Sunday, October 20, 2013

Analysis of "The Frog Pool" by James Martin Devaney

Original poem reprinted online here: "The Frog Pool" by James Martin Devaney
Originally read: May 11, 2013
More information about the Poet: James Martin Devaney

Rhyming sestets.  So I actually have a purpose of announcing the form at the beginning.  Past me wrote down that the rhyme scheme is "sing songy -- goes with the absurdity of the poem.  AABBCC.  Also most of the lines are end-stopped.  Usually my mind would gloss over with this type of poem, but this one interested me because this reads like a fable.

Also, my bias is that anything with "Frog" and "pool" anywhere in the poem has to do with Basho's famous poem about the old pond.

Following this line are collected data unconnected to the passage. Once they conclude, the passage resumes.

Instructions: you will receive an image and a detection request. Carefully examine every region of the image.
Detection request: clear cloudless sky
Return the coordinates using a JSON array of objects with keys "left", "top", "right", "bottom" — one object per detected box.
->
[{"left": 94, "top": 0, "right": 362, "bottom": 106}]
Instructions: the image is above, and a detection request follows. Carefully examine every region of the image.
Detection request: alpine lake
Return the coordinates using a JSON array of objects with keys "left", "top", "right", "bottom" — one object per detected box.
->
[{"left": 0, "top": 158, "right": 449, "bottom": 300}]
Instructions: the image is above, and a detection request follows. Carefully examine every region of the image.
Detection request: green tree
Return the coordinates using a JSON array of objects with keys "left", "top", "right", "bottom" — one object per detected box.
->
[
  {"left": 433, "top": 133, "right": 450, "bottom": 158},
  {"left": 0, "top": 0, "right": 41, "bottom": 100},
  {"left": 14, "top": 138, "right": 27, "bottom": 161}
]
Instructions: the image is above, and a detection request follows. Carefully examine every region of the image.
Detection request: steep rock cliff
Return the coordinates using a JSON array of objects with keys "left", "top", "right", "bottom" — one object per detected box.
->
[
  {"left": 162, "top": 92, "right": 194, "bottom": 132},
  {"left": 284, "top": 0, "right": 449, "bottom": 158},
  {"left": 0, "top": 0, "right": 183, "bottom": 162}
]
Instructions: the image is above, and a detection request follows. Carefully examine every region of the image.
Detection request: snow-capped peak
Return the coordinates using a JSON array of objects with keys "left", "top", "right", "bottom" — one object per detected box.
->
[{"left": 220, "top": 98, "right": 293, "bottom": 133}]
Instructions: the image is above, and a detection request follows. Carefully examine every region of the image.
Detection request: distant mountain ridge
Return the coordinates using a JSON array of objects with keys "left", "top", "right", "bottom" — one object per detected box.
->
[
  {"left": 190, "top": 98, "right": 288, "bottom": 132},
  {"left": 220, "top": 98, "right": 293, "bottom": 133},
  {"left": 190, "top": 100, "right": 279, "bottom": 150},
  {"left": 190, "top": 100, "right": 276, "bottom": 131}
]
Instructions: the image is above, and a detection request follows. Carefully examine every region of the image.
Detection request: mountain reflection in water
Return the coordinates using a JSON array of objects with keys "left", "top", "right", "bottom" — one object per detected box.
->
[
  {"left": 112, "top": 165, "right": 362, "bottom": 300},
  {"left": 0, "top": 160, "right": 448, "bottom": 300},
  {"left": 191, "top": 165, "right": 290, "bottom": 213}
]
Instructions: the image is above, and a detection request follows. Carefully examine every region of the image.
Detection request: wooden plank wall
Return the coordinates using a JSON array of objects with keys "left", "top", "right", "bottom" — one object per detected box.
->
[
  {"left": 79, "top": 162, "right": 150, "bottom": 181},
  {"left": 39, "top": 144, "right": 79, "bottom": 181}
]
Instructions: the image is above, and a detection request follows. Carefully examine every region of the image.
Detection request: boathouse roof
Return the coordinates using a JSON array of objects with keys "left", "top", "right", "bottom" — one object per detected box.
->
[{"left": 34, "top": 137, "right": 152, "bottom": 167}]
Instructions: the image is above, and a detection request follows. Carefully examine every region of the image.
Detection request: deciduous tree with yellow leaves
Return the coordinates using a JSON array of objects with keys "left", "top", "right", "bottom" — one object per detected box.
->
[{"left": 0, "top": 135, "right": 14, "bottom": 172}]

Weirdly though, after reading this poem more and more, I think this poem successfully detaches itself from the allusion because of the rhyme scheme, the content, the humor, and all within a form.

The first stanza starts out with the passage of time and the effects -- time passes, the pool shrinks.  The anthropomorphism of the drought is tempered with the adjective "fierce" and noun "fiend"  so there's already a one-sided depiction to the poem.  And then there's a shift to a thunderstorm.  Now the speed of the action indicates the first stanza works as the exposition and the focus will be on the thunderstorm.

In the second stanza the first line, "And hark! hark! hoarse and harsh," is funny to me -- the alliteration couple with archaic usage, and the rhyme scheme just brings an over-the-top emphasis to this poem.  Like everything is important.  At first I didn't want to take the speaker as genuine, but the enthusiasm gets me like here, "Wake! wake! awake! awake!"  What I'm writing that this poem is so genuine with the enthusiasm that it's hard for me to dislike the techniques.

Even when the poem attempts to be tricky, "The drought break!' / but no, that chorus seems to me, /more a primeval harmony." Okay it's pretty bad, but the rhyme of "me" and "harmony" feels forced, but the enthusiastic cannot be denied at this point.  It's like a puppy running around barking for 10 minutes -- it's cute, and funny, and entertaining.

In the last stanza, there's general violent nature imagery, "thunder booms,"  "floods flow" "skies crash,"  a bit apocalyptic, but it's the point of the view of the speaker -- this childish enjoyment that turns the serious around, "a pandemonium of delight."